Maryland: The Latest to Abandon Frye Standard for Expert Admissibility


By: Brittany Kurtz and Joshua Ferguson

The Maryland Court of Appeals closed out the summer with a big splash. In Rochkind v. Stevenson II, the Court left the dwindling number of Frye v. United States, 293 F. 1013 (D.C. Cir. 1923) followers and joined the supermajority of jurisdictions utilizing the factor analysis approach of Daubert v. Merrell Dow Pharmaceuticals, Inc., 509 U.S. 579 (1993) to determine the admissibility of expert testimony. After nearly a decade of Maryland testing the water of the factor-based standard, they took the plunge into the Daubert pool.

In Rochkind v. Stevenson II, the plaintiff’s alleged exposure to lead based paint as a young child at an apartment rented by her mother from the defendant contributed to several major psychological disorders and Attention Deficit Hyperactivity Disorder (ADHD). Plaintiff’s expert concluded lead poisoning was a significant contributing factor to plaintiff’s ADHD and other neuropsychological problems. Defendant filed multiple motions in limine to exclude the expert’s testimony and was denied a Frye-Reed hearing as the expert’s opinions were “generally accepted” and not “new science” or “new conclusions,” and the testimony was drawn from “reliable sources.”

An established science is required to pass the Rule 5-702 standards for admissibility, where the court determines (1) whether the witness is qualified as an expert by knowledge, skill, experience, training, or education, (2) the appropriateness of the expert testimony on the particular subject, and (3) whether a sufficient factual basis exists to support the expert testimony.

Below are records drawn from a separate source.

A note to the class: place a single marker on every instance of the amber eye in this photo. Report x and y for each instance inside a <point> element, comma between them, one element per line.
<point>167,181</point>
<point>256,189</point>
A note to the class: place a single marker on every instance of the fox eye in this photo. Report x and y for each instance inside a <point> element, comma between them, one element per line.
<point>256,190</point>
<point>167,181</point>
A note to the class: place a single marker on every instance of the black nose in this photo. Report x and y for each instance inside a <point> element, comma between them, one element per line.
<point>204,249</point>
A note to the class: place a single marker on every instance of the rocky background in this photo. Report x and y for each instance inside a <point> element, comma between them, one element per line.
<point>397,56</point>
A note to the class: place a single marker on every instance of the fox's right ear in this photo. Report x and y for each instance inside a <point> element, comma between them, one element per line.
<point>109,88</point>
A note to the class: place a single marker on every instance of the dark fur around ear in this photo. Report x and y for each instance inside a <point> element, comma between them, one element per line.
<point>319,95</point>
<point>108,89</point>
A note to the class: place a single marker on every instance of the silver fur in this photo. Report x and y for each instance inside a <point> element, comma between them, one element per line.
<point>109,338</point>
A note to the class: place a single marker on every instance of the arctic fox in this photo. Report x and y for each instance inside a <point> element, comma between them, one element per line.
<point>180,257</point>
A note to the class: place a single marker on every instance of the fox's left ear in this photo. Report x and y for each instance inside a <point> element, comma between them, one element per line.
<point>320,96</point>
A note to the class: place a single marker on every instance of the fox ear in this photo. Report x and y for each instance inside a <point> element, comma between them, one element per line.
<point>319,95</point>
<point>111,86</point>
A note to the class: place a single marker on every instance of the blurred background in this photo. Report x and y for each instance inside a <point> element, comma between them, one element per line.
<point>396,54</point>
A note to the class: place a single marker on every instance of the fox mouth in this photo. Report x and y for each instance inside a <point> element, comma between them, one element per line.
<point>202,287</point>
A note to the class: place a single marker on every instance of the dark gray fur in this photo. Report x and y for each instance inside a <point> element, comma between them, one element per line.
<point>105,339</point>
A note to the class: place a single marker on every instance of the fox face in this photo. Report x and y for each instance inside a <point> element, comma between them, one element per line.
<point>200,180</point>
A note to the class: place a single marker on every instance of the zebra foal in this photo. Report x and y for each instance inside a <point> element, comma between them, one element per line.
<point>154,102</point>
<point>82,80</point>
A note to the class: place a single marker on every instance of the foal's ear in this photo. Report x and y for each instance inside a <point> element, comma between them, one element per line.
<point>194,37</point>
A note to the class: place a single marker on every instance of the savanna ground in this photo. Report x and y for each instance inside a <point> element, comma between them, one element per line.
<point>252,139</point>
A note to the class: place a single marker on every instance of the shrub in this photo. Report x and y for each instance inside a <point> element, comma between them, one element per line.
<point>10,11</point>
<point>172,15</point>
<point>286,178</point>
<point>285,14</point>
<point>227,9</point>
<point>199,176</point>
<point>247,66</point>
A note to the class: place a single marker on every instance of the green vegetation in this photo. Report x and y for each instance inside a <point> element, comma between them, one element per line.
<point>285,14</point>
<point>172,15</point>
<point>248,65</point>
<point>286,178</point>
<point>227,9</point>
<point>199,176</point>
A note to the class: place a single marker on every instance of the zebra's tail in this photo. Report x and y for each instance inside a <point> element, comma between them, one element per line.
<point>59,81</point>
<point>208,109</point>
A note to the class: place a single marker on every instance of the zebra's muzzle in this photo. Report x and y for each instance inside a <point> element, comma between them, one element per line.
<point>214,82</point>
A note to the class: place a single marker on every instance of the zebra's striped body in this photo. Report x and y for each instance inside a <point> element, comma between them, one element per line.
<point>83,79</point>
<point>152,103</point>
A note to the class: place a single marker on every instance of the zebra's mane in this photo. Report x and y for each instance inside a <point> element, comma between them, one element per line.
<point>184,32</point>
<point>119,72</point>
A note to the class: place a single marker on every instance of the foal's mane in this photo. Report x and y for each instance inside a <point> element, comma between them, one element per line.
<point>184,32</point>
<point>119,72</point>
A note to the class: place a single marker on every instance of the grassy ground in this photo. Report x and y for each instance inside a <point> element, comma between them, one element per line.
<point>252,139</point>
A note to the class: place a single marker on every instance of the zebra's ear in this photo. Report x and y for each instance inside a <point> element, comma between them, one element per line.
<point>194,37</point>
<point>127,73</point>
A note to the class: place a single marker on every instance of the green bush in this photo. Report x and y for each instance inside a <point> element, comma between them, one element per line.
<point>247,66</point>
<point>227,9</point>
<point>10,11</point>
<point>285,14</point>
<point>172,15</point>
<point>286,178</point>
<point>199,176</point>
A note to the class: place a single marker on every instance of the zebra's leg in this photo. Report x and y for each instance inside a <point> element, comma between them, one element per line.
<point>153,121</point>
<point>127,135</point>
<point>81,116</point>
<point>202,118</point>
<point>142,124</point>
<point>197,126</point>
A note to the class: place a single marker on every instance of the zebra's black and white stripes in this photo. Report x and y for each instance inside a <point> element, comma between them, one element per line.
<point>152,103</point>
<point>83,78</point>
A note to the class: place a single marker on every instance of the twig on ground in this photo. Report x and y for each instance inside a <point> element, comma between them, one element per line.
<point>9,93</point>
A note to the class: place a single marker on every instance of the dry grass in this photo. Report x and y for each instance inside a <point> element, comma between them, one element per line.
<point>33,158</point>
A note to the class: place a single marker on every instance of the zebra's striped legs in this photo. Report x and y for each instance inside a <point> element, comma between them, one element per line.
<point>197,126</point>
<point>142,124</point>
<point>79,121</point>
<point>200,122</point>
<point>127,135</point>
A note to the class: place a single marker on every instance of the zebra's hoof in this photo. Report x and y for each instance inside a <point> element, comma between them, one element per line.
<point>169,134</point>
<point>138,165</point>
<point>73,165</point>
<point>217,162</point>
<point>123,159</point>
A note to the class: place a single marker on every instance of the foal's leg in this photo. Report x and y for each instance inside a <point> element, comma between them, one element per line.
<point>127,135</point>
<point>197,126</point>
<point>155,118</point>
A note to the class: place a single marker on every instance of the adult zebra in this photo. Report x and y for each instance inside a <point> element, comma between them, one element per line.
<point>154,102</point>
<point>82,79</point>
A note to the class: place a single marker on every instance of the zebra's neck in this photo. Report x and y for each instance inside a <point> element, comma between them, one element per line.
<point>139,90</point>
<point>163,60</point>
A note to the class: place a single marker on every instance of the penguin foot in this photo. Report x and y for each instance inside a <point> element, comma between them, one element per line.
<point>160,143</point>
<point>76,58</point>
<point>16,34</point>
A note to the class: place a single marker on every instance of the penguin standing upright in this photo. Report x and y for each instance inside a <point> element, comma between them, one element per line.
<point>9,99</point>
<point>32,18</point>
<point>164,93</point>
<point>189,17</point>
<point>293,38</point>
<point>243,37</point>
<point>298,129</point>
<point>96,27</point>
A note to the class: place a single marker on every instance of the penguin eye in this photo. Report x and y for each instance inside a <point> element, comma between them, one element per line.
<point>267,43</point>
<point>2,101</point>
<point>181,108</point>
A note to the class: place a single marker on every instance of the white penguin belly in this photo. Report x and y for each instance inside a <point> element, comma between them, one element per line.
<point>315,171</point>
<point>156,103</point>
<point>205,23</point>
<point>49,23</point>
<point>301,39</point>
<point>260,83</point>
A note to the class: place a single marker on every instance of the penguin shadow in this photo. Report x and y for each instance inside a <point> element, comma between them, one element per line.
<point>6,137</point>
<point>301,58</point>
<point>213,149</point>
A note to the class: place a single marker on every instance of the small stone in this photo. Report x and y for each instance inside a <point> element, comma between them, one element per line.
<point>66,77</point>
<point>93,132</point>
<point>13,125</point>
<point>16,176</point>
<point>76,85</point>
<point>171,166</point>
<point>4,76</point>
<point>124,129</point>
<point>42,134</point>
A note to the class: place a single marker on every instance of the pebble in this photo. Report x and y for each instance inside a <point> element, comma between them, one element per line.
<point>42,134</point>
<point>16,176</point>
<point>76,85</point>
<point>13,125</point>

This rule was adopted following the Supreme Court’s holding in Daubert. The Court outlined the following Daubert factors:

  • Whether a theory or technique can be (and has been) tested;
  • Whether a theory or technique has been subjected to peer review and publication;
  • Whether a particular scientific technique has a known or potential rate of error;
  • The existence and maintenance of standards and controls; and
  • Whether a theory or technique is generally accepted.

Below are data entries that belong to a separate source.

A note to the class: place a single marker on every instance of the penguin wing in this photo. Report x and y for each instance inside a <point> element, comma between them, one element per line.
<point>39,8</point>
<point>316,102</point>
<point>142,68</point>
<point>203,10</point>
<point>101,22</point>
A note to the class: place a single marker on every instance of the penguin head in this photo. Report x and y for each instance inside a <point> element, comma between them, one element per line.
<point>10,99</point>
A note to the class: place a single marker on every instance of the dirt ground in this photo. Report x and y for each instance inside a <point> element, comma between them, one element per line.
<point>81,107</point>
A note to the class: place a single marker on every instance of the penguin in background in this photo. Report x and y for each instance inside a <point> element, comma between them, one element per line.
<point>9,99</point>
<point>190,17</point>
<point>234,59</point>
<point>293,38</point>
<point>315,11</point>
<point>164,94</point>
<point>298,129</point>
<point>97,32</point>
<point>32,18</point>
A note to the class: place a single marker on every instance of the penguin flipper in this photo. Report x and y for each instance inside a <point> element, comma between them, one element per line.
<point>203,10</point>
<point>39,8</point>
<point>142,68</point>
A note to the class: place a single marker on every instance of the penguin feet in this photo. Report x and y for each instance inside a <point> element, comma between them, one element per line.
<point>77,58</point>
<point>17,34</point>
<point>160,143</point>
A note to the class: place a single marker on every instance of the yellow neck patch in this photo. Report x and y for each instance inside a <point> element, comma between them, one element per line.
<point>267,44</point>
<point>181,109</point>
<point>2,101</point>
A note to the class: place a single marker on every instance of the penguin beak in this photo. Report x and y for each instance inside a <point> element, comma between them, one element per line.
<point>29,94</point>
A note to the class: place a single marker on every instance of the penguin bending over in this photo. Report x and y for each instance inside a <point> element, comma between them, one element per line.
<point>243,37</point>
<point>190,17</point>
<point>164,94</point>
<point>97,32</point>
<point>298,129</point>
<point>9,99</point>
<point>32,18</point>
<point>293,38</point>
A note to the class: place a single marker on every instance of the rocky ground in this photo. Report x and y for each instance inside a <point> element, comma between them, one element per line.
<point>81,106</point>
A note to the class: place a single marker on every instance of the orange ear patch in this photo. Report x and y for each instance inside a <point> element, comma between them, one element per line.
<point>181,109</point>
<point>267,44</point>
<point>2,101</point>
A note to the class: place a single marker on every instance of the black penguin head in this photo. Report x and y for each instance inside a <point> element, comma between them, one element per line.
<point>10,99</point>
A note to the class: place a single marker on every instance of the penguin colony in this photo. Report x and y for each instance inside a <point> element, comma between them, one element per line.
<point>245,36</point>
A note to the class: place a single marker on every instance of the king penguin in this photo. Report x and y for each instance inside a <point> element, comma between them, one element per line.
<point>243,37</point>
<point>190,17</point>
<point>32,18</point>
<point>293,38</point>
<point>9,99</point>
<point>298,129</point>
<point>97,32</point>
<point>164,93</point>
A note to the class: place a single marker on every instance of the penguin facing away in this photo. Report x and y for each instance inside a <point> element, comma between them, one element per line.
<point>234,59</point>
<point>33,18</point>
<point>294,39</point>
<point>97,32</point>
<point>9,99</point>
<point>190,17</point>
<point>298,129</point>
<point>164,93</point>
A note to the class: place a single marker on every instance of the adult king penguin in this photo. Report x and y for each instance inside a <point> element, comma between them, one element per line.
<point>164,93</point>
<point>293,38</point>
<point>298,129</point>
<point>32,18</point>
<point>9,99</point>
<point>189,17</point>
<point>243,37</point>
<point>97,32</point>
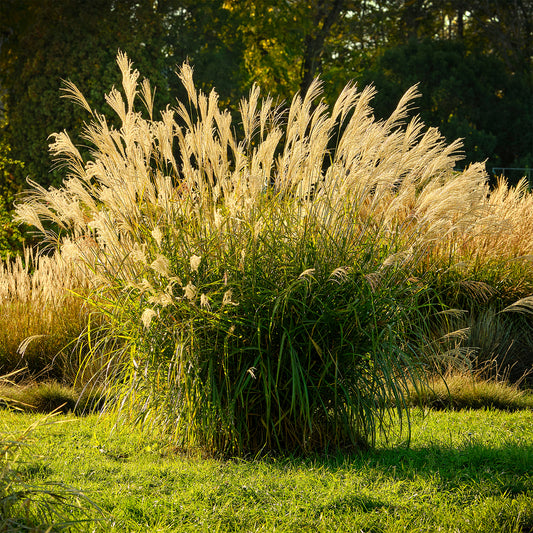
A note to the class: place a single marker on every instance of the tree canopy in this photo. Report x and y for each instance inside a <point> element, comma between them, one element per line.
<point>471,58</point>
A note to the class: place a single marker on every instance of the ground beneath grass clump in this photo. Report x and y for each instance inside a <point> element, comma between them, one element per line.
<point>465,471</point>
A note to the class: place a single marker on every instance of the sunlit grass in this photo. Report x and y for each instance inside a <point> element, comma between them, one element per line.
<point>280,290</point>
<point>465,471</point>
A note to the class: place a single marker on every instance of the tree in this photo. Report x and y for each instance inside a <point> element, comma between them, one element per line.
<point>45,41</point>
<point>466,93</point>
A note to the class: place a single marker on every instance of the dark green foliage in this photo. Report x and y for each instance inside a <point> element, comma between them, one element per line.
<point>11,238</point>
<point>465,93</point>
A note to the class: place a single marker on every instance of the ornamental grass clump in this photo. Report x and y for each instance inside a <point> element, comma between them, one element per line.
<point>262,286</point>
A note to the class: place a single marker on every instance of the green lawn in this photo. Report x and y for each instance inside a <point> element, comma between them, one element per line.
<point>465,471</point>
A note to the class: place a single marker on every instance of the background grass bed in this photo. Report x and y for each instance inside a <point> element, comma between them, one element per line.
<point>465,471</point>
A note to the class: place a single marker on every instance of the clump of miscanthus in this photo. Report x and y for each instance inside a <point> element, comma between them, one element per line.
<point>262,285</point>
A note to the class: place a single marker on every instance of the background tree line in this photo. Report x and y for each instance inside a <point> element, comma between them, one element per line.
<point>472,59</point>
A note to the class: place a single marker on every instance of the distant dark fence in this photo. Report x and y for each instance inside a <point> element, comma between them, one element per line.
<point>514,175</point>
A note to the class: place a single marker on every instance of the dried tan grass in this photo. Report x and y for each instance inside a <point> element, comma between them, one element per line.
<point>40,314</point>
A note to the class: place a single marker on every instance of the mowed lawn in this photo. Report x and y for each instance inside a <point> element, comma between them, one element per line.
<point>465,471</point>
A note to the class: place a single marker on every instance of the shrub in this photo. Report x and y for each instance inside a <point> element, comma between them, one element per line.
<point>264,287</point>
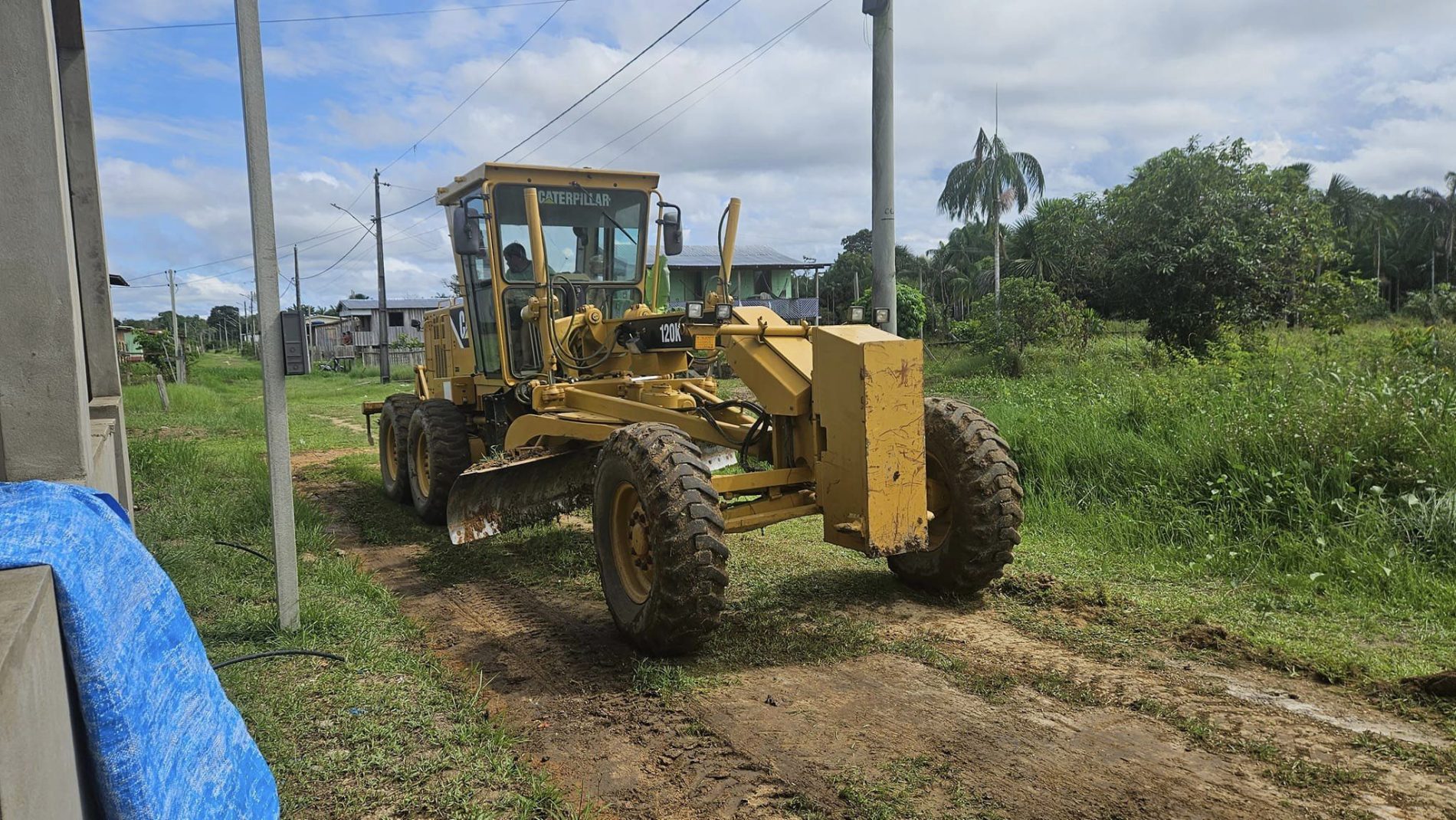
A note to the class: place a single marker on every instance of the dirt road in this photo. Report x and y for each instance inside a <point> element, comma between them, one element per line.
<point>956,714</point>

In addition to these factors, the Court adopted five additional factors to evaluate whether expert testimony is sufficiently reliable, which includes:

  • Whether experts are proposing to testify about matters growing naturally and directly out of research they have conducted independent of the litigation, or whether they have developed their opinions expressly for purposes of testifying;
  • Whether the expert has unjustifiability extrapolated from an accepted premise to an unfounded conclusion;
  • Whether the expert has adequately accounted for obvious alternative explanations;
  • Whether the expert is being as careful as he [or she] would be in his [or her] regular professional work outside his [or her] paid litigation consulting; and
  • Whether the field of expertise claimed by the expert is known to reach reliable results for the type of opinion the expert would give.

Rochkind v. Stephenson II. Fed. R. Evid. 702 Advisory Committee Note.

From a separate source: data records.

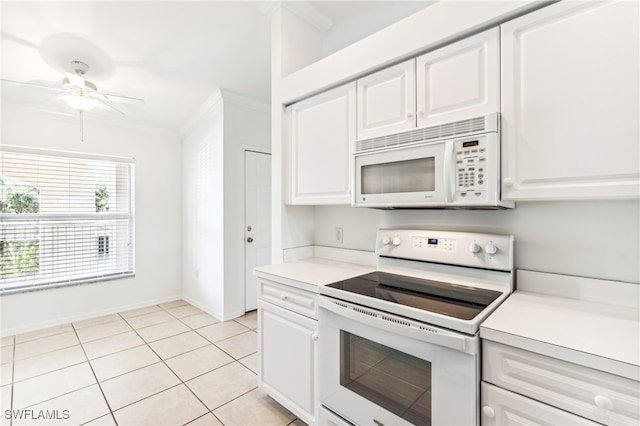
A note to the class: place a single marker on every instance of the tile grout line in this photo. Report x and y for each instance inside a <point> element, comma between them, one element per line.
<point>97,381</point>
<point>148,344</point>
<point>179,378</point>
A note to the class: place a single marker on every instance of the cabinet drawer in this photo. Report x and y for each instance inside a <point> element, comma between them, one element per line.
<point>501,407</point>
<point>296,300</point>
<point>594,394</point>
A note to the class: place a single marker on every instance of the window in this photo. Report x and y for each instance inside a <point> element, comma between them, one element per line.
<point>65,218</point>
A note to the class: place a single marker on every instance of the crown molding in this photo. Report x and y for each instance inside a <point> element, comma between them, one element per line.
<point>301,9</point>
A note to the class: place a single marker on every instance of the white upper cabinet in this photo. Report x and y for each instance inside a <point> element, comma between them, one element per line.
<point>387,101</point>
<point>570,95</point>
<point>320,131</point>
<point>459,81</point>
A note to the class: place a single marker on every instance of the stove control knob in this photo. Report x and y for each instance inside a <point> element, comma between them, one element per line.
<point>491,249</point>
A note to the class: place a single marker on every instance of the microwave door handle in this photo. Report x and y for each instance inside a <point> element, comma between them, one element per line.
<point>449,171</point>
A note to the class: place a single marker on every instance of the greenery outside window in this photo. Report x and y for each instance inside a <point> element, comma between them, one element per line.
<point>65,218</point>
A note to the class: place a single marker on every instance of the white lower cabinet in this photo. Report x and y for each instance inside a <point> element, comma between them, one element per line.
<point>502,407</point>
<point>523,387</point>
<point>287,351</point>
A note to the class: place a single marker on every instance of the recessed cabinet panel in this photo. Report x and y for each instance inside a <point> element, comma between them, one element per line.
<point>570,103</point>
<point>287,359</point>
<point>500,407</point>
<point>590,393</point>
<point>320,133</point>
<point>386,101</point>
<point>459,81</point>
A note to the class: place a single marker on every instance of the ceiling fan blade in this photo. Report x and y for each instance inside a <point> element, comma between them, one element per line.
<point>107,104</point>
<point>121,99</point>
<point>75,80</point>
<point>25,83</point>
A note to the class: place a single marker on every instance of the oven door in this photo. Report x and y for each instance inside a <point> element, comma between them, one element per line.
<point>379,369</point>
<point>403,177</point>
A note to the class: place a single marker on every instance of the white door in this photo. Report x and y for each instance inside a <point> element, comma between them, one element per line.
<point>257,213</point>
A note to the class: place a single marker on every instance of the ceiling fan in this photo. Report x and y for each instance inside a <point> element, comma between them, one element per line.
<point>82,95</point>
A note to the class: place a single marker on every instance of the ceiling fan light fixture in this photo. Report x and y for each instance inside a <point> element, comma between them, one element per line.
<point>80,102</point>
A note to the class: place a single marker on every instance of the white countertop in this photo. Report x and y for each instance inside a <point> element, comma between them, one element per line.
<point>310,274</point>
<point>600,335</point>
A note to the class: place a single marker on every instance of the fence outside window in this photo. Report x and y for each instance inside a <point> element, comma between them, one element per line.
<point>65,218</point>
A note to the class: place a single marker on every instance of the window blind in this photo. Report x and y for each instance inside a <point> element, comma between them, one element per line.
<point>65,218</point>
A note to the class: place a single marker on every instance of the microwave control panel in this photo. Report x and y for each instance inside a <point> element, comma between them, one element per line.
<point>471,167</point>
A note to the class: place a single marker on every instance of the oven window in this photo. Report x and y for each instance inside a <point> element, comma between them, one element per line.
<point>396,381</point>
<point>399,176</point>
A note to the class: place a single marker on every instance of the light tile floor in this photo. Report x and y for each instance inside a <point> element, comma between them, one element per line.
<point>168,364</point>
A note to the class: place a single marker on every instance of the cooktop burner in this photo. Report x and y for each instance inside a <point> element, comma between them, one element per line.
<point>453,300</point>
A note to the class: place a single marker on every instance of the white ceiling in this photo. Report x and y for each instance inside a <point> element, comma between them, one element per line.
<point>172,54</point>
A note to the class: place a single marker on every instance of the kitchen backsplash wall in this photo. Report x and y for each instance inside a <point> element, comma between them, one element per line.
<point>597,239</point>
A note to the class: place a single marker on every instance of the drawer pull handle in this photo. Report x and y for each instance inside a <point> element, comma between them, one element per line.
<point>603,402</point>
<point>488,412</point>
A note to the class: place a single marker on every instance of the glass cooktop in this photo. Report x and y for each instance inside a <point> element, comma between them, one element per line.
<point>453,300</point>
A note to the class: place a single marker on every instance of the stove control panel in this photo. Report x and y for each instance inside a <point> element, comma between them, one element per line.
<point>490,251</point>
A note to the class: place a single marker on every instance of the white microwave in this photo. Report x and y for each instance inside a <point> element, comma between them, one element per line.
<point>454,165</point>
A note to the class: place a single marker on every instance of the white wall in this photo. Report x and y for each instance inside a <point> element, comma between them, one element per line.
<point>213,209</point>
<point>598,239</point>
<point>158,219</point>
<point>202,215</point>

The Court remanded this matter to the circuit court, so it could conduct a Rule 5-702 hearing and will now consider the Daubert factors to determine reliability of the expert testimony. The adoption of Daubert and elimination of Frye-Reed creates a streamlined approach for expert testimony admissibility.

As Maryland demonstrated their slow drift from the Frye standard to the eventual Daubert factor analysis, it raises the question of whether the remaining Frye jurisdictions will hold out as the minority. Some states are inching closer to following Maryland’s lead in adopting Daubert as they already follow some factors included in their analysis. The states to keep an eye on include: Pennsylvania (Pa.R.E. 702), New York (People v. Wesley, 83 N.Y.2d 417 (1994) followed by Cornell v. 360 W.51st St. Realty, LLC, 22 N.Y.3d 762 (2014)), California (People v. Leahy, 8 Cal.4th 587 (1994) followed by People v. Cowan, 50 Cal.4th 401 (2010)), New Jersey (N.J.R.Evid. 702), Illinois (Ill. R. Evid. 702), Washington (State v. Riker, 123 Wn.2d 351 (1994) followed by State v. W.R., 181 Wn2d 757 (2014)).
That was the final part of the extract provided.